Two of its three co-chairs said they will take responsibility and advised all the candidates who ran in the primary to stand down, including the one who did not receive enough votes to get an assembly seat.

But its biggest faction has criticized the investigation, saying it was a politically motivated attack. Co-Chair Lee Jung-hee, a member of that faction, has also criticized the investigation and the call for the representatives to resign.

At the center of the controversy is the Gyeonggi Dongbu Alliance, a regional chapter of the Association for Democracy and Reunification of Korea, established in 1991 by members of the National Liberalization Group, the largest faction inside the UPP. They are mostly former left-wing student activists who support North Korea’s juche (self-reliance) ideology.

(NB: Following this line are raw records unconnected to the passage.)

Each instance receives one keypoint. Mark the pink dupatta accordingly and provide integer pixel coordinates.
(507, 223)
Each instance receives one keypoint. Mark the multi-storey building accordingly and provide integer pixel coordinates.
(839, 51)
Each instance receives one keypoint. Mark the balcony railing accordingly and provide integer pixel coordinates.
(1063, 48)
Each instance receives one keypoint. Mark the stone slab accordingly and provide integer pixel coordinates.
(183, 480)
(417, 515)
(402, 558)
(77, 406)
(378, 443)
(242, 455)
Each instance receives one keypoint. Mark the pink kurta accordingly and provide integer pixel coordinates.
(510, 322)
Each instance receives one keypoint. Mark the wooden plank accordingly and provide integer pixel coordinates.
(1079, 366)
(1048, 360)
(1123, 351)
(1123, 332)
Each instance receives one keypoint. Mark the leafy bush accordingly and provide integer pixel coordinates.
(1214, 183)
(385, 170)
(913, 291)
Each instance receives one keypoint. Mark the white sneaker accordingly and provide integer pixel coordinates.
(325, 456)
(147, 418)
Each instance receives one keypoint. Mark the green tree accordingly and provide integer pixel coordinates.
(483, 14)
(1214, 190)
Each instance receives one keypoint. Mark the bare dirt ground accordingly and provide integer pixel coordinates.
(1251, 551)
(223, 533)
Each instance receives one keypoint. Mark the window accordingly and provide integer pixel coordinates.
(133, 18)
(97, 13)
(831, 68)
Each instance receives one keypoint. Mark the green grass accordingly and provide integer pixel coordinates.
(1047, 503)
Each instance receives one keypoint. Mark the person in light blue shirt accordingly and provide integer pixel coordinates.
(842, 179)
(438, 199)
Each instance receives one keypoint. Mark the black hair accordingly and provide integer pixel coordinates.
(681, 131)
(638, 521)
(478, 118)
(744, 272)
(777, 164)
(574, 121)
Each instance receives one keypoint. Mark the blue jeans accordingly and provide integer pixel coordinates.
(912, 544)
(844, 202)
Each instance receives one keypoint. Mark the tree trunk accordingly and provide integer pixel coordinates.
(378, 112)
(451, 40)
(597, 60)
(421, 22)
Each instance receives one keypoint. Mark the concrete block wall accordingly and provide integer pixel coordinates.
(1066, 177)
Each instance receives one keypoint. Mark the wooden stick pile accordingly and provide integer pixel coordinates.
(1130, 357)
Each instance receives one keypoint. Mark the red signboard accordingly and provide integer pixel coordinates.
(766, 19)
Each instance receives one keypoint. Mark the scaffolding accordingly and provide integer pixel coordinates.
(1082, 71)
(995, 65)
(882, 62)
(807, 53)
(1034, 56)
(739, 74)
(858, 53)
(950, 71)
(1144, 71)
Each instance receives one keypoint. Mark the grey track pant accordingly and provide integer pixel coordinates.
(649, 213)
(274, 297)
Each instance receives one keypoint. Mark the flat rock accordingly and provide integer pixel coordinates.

Analysts said the faction members are desperately trying to keep Lee Seok-gi in the National Assembly. The other elected member, Kim Jae-yeon, also publicly said she wouldn’t leave her position and demanded a reinvestigation.

“We demand a thorough reinvestigation and a public hearing to verify the report of an internal probe team,” Co-Chair Lee said at a party meeting yesterday.

“The suggestion by the party’s leadership and members [that the representatives resign] is based on the unilaterally announced report made by the internal probe team and public opinion about the UPP.”

But Go Yeong-sam, one of the party’s internal probe team members, yesterday wrote on the party’s Web site that the primary was a fraud.

“We found that the ballots that weren’t manipulated accounted for only about 8 percent of the entire vote,” Go said. “Even forgetting about the 61 polling stations that remain suspicious, we still found 30 percent of the polling stations had manipulated votes and concluded the primary can’t be trusted.”

Saying it was shocking that members of the main faction blocked other party members from entering the National Assembly on Saturday, Co-Chair Rhyu indicated there were apparently skewed votes.

“The point of this matter is we can’t trust the electoral roll,” Rhyu said.